The PhD candidate working on this project will collaborate with me and other research groups in Cambridge to address many of these issues. They will develop skills in analysing and interpreting MRI data, generating networks, large-scale data analysis, and genetic association and heritability analyses alongside other transferable skills gained during a PhD. An ideal candidate for this position must have previous experience in human/statistical genetics, with an interest in applying it to neurodevelopment or previous experience in neuroimaging, with some understanding of and considerable interest in human/statistical genetics. They would need to have good coding skills (e.g., R, Matlab), and a good understanding of statistics.
Using Photobiomodulation therapy as an otoprotective agent
“Near-infrared light has been shown to increase cell resilience, by increasing ATP production though its actions on the mitochondrial cytochromes. This has been termed Photobiomodulation Therapy (PBMT), and used in various systems to protect tissues.
It is a very attractive non-contact technology, that can penetrate bone, and reach deeper structures. We aim to develop a system to use PBMT to protect the inner ear from various damaging insults, including noise damage, ototoxicity from aminoglyosides, and cochlear implantation trauma. The PhD student will join a team of Otologic clinicians (Prof Bance, Mr Matt Smith), cell biologists (Prof Howarth), and an optical physicist (Dr.

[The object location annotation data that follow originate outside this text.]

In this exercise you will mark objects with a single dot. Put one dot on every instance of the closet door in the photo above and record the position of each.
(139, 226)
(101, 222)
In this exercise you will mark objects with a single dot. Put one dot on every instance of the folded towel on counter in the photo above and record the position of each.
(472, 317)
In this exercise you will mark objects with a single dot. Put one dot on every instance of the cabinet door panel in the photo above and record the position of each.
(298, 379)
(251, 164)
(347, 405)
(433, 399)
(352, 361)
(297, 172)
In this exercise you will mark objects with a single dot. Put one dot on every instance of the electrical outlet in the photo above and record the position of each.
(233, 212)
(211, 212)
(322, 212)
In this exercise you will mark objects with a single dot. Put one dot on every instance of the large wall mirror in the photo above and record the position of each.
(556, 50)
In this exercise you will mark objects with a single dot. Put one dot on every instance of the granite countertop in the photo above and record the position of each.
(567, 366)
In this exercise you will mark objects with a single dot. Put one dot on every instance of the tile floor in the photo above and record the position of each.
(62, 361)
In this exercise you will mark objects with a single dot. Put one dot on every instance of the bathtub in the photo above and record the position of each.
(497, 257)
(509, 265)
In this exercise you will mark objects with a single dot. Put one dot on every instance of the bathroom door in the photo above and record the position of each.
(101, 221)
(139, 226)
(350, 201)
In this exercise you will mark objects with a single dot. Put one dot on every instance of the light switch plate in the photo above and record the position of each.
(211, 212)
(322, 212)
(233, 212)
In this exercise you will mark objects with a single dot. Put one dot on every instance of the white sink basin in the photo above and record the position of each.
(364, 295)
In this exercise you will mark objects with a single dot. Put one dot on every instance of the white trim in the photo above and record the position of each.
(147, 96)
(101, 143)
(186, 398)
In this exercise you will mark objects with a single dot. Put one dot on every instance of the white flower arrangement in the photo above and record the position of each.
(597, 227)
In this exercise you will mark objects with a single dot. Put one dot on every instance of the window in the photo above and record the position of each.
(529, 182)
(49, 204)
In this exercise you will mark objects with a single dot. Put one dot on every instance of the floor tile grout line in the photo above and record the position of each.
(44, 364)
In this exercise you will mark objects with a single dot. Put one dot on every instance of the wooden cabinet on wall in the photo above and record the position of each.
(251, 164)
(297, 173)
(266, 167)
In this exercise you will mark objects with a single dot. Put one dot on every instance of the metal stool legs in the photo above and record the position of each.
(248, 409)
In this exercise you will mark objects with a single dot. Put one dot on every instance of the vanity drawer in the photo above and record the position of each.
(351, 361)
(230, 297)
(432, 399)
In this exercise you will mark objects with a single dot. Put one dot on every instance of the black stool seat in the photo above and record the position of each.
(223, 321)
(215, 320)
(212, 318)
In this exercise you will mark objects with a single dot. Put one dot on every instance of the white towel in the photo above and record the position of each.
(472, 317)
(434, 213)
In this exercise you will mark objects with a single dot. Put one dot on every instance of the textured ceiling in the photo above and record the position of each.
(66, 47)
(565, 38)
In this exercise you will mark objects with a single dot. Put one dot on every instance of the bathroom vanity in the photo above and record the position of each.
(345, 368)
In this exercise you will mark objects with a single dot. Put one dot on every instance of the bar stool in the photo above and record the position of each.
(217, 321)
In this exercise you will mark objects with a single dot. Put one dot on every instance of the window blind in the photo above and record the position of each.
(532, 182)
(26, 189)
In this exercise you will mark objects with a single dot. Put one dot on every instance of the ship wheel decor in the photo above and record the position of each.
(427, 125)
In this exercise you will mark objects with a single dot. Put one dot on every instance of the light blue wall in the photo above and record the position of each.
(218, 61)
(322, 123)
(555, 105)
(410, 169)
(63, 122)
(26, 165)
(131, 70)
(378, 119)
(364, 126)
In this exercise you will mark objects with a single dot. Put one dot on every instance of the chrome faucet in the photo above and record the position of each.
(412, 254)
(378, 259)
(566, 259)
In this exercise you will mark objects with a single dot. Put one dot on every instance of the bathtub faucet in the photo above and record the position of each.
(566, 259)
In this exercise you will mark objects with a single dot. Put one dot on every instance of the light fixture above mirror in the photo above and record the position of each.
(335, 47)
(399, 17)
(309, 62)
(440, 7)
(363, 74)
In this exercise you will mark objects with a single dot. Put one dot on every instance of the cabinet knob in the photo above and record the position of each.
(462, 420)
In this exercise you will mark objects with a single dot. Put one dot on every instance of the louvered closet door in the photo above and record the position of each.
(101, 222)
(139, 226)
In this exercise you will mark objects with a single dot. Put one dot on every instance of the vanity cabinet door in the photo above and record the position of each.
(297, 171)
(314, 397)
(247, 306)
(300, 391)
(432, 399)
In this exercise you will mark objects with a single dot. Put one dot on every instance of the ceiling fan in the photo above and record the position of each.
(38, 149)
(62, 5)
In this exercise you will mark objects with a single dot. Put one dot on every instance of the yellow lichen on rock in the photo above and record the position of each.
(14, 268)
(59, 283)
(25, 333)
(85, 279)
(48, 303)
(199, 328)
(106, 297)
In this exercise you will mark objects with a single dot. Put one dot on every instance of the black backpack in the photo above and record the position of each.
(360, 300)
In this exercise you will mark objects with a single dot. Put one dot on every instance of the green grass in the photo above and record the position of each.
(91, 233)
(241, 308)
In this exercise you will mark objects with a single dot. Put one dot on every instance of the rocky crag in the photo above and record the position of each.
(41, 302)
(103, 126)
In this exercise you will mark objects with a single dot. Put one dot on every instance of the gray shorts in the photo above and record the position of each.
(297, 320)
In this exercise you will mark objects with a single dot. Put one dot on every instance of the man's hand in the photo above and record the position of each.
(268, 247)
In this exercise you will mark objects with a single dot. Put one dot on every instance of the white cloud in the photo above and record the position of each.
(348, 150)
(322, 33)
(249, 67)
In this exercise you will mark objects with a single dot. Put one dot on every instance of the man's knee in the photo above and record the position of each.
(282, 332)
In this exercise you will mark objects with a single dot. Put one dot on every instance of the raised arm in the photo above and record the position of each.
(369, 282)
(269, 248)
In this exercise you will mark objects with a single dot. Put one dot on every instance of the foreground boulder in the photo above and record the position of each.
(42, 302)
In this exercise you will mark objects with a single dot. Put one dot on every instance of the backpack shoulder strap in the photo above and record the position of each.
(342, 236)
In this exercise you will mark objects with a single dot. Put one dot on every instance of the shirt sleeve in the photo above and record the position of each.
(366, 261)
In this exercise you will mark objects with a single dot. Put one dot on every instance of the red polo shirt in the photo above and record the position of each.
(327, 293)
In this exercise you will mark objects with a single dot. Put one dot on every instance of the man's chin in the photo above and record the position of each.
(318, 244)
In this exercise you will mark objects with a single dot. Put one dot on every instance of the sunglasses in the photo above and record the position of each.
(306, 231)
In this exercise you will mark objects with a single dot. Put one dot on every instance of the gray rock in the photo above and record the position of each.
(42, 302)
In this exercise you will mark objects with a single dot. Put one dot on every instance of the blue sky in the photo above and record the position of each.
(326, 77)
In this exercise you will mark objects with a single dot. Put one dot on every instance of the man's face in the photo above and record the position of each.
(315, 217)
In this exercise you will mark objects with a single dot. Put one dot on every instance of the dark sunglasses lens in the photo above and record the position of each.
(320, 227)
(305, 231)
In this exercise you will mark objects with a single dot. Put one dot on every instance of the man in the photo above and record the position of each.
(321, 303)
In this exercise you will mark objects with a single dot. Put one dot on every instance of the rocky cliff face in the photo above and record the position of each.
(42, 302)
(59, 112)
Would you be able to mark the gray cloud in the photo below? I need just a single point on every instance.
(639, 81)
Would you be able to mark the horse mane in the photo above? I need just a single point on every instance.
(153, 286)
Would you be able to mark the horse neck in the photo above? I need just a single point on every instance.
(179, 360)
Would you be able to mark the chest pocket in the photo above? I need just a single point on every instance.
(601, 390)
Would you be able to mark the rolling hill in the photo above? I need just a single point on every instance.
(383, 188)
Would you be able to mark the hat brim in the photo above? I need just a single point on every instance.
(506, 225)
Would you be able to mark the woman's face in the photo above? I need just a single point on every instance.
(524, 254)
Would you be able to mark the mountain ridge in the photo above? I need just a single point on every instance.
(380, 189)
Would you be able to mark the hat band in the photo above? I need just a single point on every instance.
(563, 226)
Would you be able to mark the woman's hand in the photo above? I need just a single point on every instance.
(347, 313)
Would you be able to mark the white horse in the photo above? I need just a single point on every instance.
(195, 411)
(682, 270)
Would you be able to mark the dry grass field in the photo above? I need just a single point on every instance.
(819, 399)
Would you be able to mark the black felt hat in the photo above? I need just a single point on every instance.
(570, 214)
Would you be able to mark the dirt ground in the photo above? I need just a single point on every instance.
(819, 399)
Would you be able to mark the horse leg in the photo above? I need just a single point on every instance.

Gemma Bale) to develop, validate and test this technology in subjects with cystic fibrosis undergoing aminglycoside therapy.
The student will be embedded in a lab (SENSE Lab) with clinicians, cell biologists and engineers. The work will involve cell culture and ATP assays, development (with assistance of engineering professors and students) of models, 3D printing of models of the ear, and experience in clinical trial design of therapies.
This technology has a broad range of applications, and we will be developing a platform technology that could be used in other systems as well.